Delhi Transport Corporation has started High Capacity Bus Service on a few routes and work is in progress to develop more high capacity bus routes. This service uses buses with improved carrying capacity and better facilities like air-conditioning, less travel time, less congestion, more comfortable interiors, GPS navigation etc. And now in the list of High Capacity Buses is the new, sleek, red colored air-conditioned buses of the Delhi Transport Corporation, which was inaugurated by Chief Minister Sheila Dikshit on 4 June 2008 during the celebrations of World Environment Day in the Capital at India Gate. Chief Minister Sheila Dikshit flagged off the eight new air-conditioned Red Line buses, which will initially ply on select routes in the capital, of which two will be on the newly constructed bus rapid transport corridor. The minimum bus fare starts at Rs.10 and the maximum is Rs.25. According to DTC officials, by 2010, there will be 5,000 new low-floored buses in the capital, out of which, 1,000 will be air-conditioned.

DTC

 

DTC is one of the premier bus services of North India. It connects almost all the major centers of North India with its services. It connects Uttar Pradesh, Punjab, Jammu and Kashmir, Himachal Pradesh, Uttarakhand, Rajasthan and Haryana.

Delhi-Lahore Bus Services

DTC has also been a great part-taker in the recent friendship ties between India and Pakistan.
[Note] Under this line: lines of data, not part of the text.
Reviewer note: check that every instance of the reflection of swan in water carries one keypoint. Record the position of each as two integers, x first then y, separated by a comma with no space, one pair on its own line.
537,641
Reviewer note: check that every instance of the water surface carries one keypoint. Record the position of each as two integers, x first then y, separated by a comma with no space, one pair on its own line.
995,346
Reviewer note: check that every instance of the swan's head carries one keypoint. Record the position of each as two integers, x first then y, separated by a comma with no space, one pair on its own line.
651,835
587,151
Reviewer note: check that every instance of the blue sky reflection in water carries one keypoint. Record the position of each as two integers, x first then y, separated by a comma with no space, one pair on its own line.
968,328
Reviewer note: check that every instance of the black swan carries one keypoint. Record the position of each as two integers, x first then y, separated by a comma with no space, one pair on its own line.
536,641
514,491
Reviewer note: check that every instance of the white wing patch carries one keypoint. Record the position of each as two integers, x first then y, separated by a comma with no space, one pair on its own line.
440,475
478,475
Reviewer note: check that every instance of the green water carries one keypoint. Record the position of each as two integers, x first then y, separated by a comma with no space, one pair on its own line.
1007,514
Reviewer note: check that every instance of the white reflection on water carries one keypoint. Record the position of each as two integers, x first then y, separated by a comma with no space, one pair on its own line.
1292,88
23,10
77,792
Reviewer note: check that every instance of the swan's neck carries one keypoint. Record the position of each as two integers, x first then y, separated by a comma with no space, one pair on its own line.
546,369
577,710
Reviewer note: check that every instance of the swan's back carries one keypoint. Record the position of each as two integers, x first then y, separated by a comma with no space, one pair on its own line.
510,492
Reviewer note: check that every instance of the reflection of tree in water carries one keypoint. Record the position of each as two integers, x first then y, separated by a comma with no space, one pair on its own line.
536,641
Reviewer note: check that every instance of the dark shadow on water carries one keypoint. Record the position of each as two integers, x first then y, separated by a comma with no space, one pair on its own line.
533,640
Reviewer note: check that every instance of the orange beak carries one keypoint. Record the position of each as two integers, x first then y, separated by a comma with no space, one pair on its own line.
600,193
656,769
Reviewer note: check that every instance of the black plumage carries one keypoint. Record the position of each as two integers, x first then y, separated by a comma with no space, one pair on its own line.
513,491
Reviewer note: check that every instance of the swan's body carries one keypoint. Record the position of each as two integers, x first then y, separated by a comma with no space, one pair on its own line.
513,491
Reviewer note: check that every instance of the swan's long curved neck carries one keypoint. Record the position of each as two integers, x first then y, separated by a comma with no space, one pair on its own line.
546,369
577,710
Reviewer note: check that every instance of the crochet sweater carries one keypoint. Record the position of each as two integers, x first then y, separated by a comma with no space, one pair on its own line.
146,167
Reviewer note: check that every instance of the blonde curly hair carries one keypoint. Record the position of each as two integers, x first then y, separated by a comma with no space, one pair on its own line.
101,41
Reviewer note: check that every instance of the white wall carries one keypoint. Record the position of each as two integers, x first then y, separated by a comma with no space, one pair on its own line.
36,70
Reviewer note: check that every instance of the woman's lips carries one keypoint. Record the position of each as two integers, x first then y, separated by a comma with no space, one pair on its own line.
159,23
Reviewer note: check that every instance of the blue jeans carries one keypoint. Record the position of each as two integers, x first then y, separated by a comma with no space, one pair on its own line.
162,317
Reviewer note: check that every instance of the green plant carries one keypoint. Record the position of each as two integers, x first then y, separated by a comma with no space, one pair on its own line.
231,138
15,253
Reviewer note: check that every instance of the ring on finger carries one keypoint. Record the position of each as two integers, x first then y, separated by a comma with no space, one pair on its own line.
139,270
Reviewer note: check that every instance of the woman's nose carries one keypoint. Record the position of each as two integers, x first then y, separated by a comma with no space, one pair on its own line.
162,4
It has been operating the regular buses between Delhi and Lahore. The Delhi-Lahore Bus Service was inaugurated on 20 February 1999 with Former Prime Minister Mr. Atal Bihari Vajpayee's goodwill visit to Pakistan on the maiden trip of a cross-border bus service. The Bus service were discontinued during the time of Kargil War but was restored on11th July, 2003 after a peace treaty between both the nations. The Name of the bus is Sada-e-Sarhad.

Buses take up over 90% of public transport in Indian cities, and serve as a cheap and convenient mode of transport for all classes of society. Services are mostly run by state government owned transport corporations. However, after the economic liberalization, many state transport corporations have introduced various facilities like low-floor buses for the disabled and air-conditioned buses to attract private car owners to help decongest roads. Bangalore was the first city in India to introduce Volvo B7RLE intra-city buses in India in January 2006.

New initiatives like Bus Rapid Transit (BRT) systems and air conditioned buses have been taken by the various state governments to improve the bus public transport systems in cities. Bus Rapid Transit systems already exist in Pune, Delhi and Ahmadabad with new ones coming up in Vishakhapatnam and Hyderabad. High Capacity buses can be found in cities like Mumbai, Bangalore, Nagpur and Chennai. Bangalore is the first Indian city to have an air-conditioned bus stop, located near Cubbon Park. It was built by Airtel. The APSRTC (Andhra Pradesh State Road Transport Corporation) has introduced Buses with two coaches. These Buses are allowed to operate only in the Greater Hyderabad. The city of Chennai houses Asia's largest bus terminus, the Chennai Mofussil Bus Terminus. In 2009, the Government of Karnataka and the Bangalore Metropolitan Transport Corporation flagged off a pro-poor bus service called the Atal Sarige. The service aims to provide low-cost connectivity to the economically backward sections of the society to the nearest major bus station.